PFC Watchdog
PFC Watchdog Overview
Priority-based flow control (PFC) allows independent flow control for each class of service to ensure that congestion does not result in frame loss. PFC pause frames instruct the link partner to halt packet transmission. These frames can propagate through the network, causing traffic on the PFC streams to stop in what is known as a PFC pause storm. Use the PFC watchdog to detect and to resolve PFC pause storms.
The PFC watchdog monitors PFC-enabled ports for PFC pause storms. The PFC watchdog intervenes when a PFC-enabled port receives PFC pause frames for an extended period of time and is unable to schedule any of the data packets on PFC-enabled queues. The PFC watchdog mitigates the situation by disabling the queue where the PFC pause storm was detected for a set length of time. This length of time, called the recovery time, is configurable. After the recovery time passes, the PFC watchdog reenables the affected queue.
You can monitor the number of PFC pause storms that have been detected and recovered, as well as the number of packets that have been dropped, on a particular interface.
In lossless Ethernet fabrics such as those used in AI-ML data centers, the PFC watchdog plays a critical role in keeping the fabric lossless even during congestion.
Use Feature Explorer to confirm platform and release support for specific features.
Benefits
-
Quickly detect and resolve PFC pause storms.
-
Maintain lossless traffic links.
-
Improve link quality.
Understanding PFC Watchdog
The PFC watchdog has three key functions: detection, mitigation, and restoration.
Detection
The PFC watchdog checks the status of PFC queues at regular intervals called polling intervals. If the PFC watchdog finds a PFC queue with a non-zero pause timer, it compares the queue's current transmit counter register to the last recorded value. If the PFC queue has not transmitted any packets since the last polling interval, the PFC watchdog checks if there are any packets in the queue. If there are packets on the queue that are not being transmitted and there are no flow control frames on that port, the PFC watchdog detects a stall condition.
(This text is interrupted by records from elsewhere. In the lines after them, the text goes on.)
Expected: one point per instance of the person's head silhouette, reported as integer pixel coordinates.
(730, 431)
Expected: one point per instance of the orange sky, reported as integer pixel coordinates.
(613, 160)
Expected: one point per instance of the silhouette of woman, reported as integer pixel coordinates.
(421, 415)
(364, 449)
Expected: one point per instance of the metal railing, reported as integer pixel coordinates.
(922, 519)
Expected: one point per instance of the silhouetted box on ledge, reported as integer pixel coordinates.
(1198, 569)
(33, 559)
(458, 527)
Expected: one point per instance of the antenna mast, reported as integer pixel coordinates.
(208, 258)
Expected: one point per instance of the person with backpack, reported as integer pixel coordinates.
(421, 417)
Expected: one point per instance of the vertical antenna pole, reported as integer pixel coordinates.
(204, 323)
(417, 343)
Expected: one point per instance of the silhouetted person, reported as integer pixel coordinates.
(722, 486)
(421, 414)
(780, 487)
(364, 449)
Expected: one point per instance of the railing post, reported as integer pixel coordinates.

The PFC watchdog monitors the PFC-enabled queues periodically for continuous PFC pause
assertion by the downstream device when the queue is empty. If this occurs, PFC watchdog
detects a stall condition. The system must detect this stall condition within a specified
amount of time. This length of time is determined by how you configure two statements:
poll-interval
and detection
.
The PFC watchdog checks the status of PFC queues at regular intervals. Configure this
interval in milliseconds using the poll-interval
statement. The PFC
watchdog checks the status of the queues once per polling interval. The default interval
is 100 ms. The minimum interval is 100 ms and the maximum is 1000 ms.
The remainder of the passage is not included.